Fig. 2: PKM2 regulates extracellular matrix (ECM) metabolism in chondrocytes.

a Representative immunoblots and b densitometric quantification of MMP3, MMP13, ADAMTS5, COL2A1, ACAN, SOX9, and PKM2 in chondrocytes transfected with siNC or siPkm2 and stimulated with IL-1β (1 ng mL⁻¹). Data were presented as means ± s.e.m., n = 6, one-way ANOVA with Tukey’s multiple comparisons. c Quantification of type II collagen (Col II) and glycosaminoglycans (GAGs) in the culture supernatant of chondrocytes transfected with siNC or siPkm2 and stimulated with IL-1β (10 ng mL⁻¹). Data were presented as means ± s.e.m., n = 6, one-way ANOVA with Tukey’s multiple comparisons. d Representative immunoblots and e densitometric quantification of MMP3, MMP13, and COL2A1 in IL-1β-stimulated chondrocytes incubated with vehicle, Shikonin (1 μM) or TEPP-46 (50 μM). Data were presented as means ± s.e.m., n = 6, one-way ANOVA with Tukey’s multiple comparisons. f Schematic of intra-articular siNC or siPkm2 administration in DMM mice. Three-month-old WT mice underwent DMM surgery, and intra-articular injections of siNC or siPkm2 were initiated one week later and administered twice weekly for eight weeks. Mice were euthanized eight weeks post-surgery, and cartilage was collected for histological analysis. g Representative images of SO&FG staining and IF staining, and h quantification of PKM2, MMP13, ACAN, and COL2A1 expression in cartilages from DMM mice administered with siNC or siPkm2. Data were presented as means ± s.e.m., n = 6, unpaired Student’s t-test. i Representative immunoblots and j densitometric quantification of MMP3, MMP13, and COL2A1 in chondrocytes transfected with AAV-Vector or AAV-PKM2. Data were presented as means ± s.e.m., n = 6, unpaired Student’s t-test. k Schematic diagram of intra-articular AAV-Vector or AAV-PKM2 administration.
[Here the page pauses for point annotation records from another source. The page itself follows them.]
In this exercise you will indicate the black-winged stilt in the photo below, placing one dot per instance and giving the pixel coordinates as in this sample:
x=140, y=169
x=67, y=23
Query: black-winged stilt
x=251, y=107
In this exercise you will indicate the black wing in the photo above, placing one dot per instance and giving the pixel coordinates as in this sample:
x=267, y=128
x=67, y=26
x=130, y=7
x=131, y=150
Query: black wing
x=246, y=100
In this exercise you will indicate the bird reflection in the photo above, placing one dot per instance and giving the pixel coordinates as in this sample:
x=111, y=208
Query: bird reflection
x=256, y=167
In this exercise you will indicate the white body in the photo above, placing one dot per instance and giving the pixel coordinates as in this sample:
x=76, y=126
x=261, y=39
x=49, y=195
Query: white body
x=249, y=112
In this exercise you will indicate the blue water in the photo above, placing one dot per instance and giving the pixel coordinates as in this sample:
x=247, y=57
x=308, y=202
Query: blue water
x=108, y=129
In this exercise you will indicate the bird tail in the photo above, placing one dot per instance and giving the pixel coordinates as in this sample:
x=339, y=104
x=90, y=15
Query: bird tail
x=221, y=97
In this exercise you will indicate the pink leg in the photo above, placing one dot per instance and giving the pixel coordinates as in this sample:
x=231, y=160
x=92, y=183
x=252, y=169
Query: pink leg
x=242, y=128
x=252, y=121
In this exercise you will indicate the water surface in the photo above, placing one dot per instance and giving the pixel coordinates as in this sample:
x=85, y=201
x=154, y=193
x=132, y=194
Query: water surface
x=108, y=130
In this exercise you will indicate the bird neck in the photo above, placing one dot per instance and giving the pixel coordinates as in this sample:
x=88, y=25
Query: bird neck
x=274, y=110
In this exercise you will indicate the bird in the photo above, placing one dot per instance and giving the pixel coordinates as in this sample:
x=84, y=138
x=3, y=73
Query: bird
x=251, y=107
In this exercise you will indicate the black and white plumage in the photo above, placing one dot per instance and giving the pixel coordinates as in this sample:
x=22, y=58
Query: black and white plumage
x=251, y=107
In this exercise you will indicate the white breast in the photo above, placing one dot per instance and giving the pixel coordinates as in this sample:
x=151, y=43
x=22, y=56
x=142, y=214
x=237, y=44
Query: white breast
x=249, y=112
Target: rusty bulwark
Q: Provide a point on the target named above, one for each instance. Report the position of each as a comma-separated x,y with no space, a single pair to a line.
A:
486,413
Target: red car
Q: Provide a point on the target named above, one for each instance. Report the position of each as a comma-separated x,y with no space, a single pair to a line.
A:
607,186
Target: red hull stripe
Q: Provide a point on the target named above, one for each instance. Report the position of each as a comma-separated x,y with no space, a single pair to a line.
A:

Three-month-old WT mice received intra-articular injections once weekly for 8 weeks; mice were then euthanized and cartilage harvested for histological analysis. l Representative SO&FG and IF staining images, and m quantification of PKM2, MMP13, ACAN, and COL2A1 expression in cartilages from mice administered with AAV-Vector or AAV-PKM2. Data were presented as means ± s.e.m., n = 6, unpaired Student’s t-test. *P < 0.05, **P < 0.01, ***P < 0.001. ns not significant.